Here’s the quick interpretation playbook:

  • Start at the bottom — query plans always run bottom-up.
  • Seq Scan on film and inventory — PostgreSQL is scanning both tables in full to prepare for the join.
  • Hash — PostgreSQL builds an in-memory hash table from the film table to speed up the join.
  • Hash Join — PostgreSQL joins inventory to film using the hash table (very fast when one side fits in memory).
  • HashAggregate — this performs the GROUP BY f.title step, combining rows and counting copies.
  • Sort — results are sorted by the computed count in descending order.
  • Limit — PostgreSQL returns only the top 5 rows.

When you can identify the bottom scan, the join type, the aggregation step, and the upper sort, the plan suddenly becomes readable instead of overwhelming.

These are the key metrics that actually matter:

  • rows vs actual rows — big differences indicate bad estimates or missing statistics.
  • actual time — real execution time for each step.
  • loops — how many times that node executed.
  • Buffers — shows what was read from memory vs disk.
  • Hash Cond — the condition used for the hash join.

Conclusion

Learning to read PostgreSQL execution plans comes down to understanding the fundamentals: scans, joins, filters, aggregates, and how estimated rows compare to actual rows.

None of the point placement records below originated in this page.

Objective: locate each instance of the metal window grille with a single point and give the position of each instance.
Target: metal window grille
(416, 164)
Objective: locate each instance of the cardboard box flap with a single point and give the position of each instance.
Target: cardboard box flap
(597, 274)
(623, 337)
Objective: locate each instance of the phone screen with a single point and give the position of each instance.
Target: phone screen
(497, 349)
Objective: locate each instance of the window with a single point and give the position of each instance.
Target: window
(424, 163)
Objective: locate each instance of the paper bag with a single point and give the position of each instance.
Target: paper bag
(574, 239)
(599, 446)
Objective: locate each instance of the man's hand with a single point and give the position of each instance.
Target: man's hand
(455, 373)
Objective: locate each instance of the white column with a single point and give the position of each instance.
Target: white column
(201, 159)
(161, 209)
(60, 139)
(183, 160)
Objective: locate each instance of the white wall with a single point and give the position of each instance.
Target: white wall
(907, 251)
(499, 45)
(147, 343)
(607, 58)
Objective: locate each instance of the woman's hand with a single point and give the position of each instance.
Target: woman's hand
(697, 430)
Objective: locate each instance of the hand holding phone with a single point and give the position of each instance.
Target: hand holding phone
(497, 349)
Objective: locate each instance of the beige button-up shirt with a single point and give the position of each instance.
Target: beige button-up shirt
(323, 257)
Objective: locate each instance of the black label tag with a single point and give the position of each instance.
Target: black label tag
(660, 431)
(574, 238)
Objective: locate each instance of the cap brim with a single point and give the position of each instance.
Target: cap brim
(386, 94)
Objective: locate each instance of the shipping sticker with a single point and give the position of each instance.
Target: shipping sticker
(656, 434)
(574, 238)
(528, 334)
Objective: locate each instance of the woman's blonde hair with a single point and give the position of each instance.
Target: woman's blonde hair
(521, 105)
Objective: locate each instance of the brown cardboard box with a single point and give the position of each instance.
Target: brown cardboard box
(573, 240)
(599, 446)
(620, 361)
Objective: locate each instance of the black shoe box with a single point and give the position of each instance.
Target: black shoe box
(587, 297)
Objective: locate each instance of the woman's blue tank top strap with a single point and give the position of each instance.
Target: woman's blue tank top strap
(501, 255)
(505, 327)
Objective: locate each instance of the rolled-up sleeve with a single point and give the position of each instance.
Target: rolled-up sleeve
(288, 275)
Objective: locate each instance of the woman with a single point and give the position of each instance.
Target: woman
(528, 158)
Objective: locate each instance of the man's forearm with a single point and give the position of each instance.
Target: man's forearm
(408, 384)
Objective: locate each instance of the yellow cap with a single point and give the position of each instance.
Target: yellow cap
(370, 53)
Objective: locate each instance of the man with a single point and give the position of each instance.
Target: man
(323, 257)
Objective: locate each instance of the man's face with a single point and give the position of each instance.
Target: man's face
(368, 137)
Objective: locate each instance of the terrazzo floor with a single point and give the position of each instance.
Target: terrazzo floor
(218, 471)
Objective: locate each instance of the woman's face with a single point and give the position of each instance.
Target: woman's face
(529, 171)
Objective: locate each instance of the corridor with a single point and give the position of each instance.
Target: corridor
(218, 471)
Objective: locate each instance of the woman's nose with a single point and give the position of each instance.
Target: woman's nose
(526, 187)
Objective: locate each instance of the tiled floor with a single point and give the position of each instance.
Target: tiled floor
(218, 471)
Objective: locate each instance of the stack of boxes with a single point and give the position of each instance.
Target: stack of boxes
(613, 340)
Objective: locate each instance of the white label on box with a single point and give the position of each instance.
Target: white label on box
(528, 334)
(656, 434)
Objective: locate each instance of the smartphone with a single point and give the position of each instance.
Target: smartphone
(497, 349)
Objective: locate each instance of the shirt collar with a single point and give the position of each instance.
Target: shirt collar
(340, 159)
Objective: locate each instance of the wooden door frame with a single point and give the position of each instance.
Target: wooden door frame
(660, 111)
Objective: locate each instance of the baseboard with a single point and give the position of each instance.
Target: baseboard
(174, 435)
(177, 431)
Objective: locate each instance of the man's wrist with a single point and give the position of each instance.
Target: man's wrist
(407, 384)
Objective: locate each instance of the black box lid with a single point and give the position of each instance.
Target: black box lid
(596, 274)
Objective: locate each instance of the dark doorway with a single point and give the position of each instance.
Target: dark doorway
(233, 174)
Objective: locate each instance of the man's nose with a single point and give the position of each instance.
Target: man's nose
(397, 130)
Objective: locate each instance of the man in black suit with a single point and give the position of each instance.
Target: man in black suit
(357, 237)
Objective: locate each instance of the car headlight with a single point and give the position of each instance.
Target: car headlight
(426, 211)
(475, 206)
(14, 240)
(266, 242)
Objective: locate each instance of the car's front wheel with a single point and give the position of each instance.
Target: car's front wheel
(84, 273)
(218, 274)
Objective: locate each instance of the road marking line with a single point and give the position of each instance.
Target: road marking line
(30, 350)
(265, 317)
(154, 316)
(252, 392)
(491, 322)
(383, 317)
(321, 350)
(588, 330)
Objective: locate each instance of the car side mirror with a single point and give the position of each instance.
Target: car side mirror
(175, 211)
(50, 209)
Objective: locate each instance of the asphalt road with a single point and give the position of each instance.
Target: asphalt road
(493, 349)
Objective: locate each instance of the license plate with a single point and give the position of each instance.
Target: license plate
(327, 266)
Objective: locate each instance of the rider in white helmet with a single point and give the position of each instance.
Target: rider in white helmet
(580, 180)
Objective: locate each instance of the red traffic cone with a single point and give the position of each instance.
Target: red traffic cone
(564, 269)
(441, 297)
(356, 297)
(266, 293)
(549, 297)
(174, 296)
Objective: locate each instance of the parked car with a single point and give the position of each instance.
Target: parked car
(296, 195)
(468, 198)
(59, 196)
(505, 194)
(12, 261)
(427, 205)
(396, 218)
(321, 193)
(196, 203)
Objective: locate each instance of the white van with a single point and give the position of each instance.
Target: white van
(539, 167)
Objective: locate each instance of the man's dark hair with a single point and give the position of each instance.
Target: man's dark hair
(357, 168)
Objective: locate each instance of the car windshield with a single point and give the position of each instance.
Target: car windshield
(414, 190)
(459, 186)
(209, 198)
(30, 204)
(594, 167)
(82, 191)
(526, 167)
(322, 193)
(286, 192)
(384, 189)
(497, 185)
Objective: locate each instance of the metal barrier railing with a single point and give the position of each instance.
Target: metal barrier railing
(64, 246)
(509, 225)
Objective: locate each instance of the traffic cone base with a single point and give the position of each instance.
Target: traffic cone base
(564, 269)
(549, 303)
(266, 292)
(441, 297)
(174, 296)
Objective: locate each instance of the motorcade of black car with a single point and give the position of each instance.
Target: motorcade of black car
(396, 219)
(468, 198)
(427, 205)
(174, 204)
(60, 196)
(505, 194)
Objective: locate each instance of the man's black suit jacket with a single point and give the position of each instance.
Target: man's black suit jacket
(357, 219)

With those pieces in place, both EXPLAIN and EXPLAIN ANALYZE become simple — use EXPLAIN for a quick preview, and EXPLAIN ANALYZE when you need real execution details and performance insight.

The more you practice on the Pagila database and your own workloads, the faster query tuning becomes. Over time, you’ll start to recognize patterns instantly and understand why PostgreSQL chooses certain paths, giving you the confidence to build queries and systems that scale cleanly as your data grows!